I quite liked Kristian, I hate house programmes though.


----------



## Pie 1 (Mar 2, 2010)

ATOMIC SUPLEX said:


> He was a good chap. I feel really bad about the last time we spoke now.



Sorry about your friend AS.







butchersapron said:


> Landlord btl solidarity - go fuck yourself



Meanwhile, this total fucking shitstain still breathes.


----------



## Phenol (Mar 2, 2010)

butchersapron said:


> Landlord btl solidarity - go fuck yourself



Not often I feel compelled to post but you are quite a nasty bastard aren't you.


----------



## QueenOfGoths (Mar 2, 2010)

Very sad news  I really liked watching him, he had a good screen personality and seemed to care about what he did, I mean not just the property programmes but the presenting aspect. So young as well. RIP and thoughs go to his family


----------



## Louloubelle (Mar 2, 2010)

ATOMIC SUPLEX said:


> We both started working in a new department at ITV at the same time (about 10 years or so ago now) sitting next to each other. He was a popular and hardworking lad. He really loved what he did and was definitely not just a pretty face, he could do all the other technical and arty shit better than almost everyone. He was a top cameraman, editor and director, always very creative (especially on the very very low budgets our department had to work with). The presenting was only a sideline at first.

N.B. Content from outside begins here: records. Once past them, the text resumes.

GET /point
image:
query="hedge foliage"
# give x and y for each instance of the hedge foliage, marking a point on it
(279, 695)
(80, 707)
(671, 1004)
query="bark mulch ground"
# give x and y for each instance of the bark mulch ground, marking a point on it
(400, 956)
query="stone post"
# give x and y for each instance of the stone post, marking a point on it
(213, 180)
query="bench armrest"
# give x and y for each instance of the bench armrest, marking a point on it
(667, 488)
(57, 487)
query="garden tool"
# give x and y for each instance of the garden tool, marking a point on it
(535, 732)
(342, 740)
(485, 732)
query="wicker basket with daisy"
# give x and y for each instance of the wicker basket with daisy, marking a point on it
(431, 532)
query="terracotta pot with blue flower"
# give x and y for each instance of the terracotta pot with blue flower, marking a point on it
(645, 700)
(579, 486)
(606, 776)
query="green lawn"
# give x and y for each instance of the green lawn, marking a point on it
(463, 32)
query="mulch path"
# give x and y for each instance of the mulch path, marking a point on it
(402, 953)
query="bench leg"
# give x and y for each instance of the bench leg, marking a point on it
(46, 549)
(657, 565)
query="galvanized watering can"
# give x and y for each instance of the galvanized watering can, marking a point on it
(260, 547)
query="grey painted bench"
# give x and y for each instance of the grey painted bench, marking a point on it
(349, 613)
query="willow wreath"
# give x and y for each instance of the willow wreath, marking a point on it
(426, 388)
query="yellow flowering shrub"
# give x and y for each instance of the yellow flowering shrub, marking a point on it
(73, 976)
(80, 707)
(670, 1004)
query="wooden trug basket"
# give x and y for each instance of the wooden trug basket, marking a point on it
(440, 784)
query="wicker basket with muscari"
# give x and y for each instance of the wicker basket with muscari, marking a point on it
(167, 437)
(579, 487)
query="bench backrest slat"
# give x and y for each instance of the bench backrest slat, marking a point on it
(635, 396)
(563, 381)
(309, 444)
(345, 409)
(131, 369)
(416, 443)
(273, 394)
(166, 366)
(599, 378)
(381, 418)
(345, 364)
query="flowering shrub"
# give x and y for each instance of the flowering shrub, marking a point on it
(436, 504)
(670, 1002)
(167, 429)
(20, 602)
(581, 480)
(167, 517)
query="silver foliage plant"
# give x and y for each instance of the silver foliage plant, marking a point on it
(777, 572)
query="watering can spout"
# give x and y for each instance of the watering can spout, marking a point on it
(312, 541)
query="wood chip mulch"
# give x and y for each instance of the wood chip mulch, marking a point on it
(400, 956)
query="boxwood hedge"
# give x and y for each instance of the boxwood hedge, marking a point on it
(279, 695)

Really sorry to hear about your friend.  He sounds like a lovely person and such a terrible waste of potential for someone talented to die so young.


----------



## Mitre10 (Mar 2, 2010)

editor said:


> I wonder if Jan Moir has got another story all ready to go.











RIP Kristian


----------



## paulhackett (Mar 2, 2010)

Mitre10 said:


> RIP Kristian



The Sun is already quoting a source and providing an explanation. You would hope there won't be a need or desire for additional columnist inches (designed to sell papers). They don't appear to remember the meaning of RIP..


----------



## Mitre10 (Mar 2, 2010)

That was a piss-take of Jan Moir courtesy of B3ta


----------



## citygirl (Mar 2, 2010)

http://www.telegraph.co.uk/culture/...ter-may-have-died-in-sex-game-gone-wrong.html

So terribly desperately sad


----------



## Wookey (Mar 2, 2010)

citygirl said:


> http://www.telegraph.co.uk/culture/...ter-may-have-died-in-sex-game-gone-wrong.html
> 
> So terribly desperately sad



It's a big waste. And such a silly reason to die.


----------



## citygirl (Mar 2, 2010)

Don't suppose he planned things to go wrong wookey , to do something like that surely you really need two people to be present, at least one for safety etc .. not nice


----------



## ramjamclub (Mar 2, 2010)

*Kristian Digby, the BBC presenter found dead at his home*

Kristian Digby, the BBC presenter found dead at his home, may have died as the result of a sex game that went wrong.  Daily Telegraph.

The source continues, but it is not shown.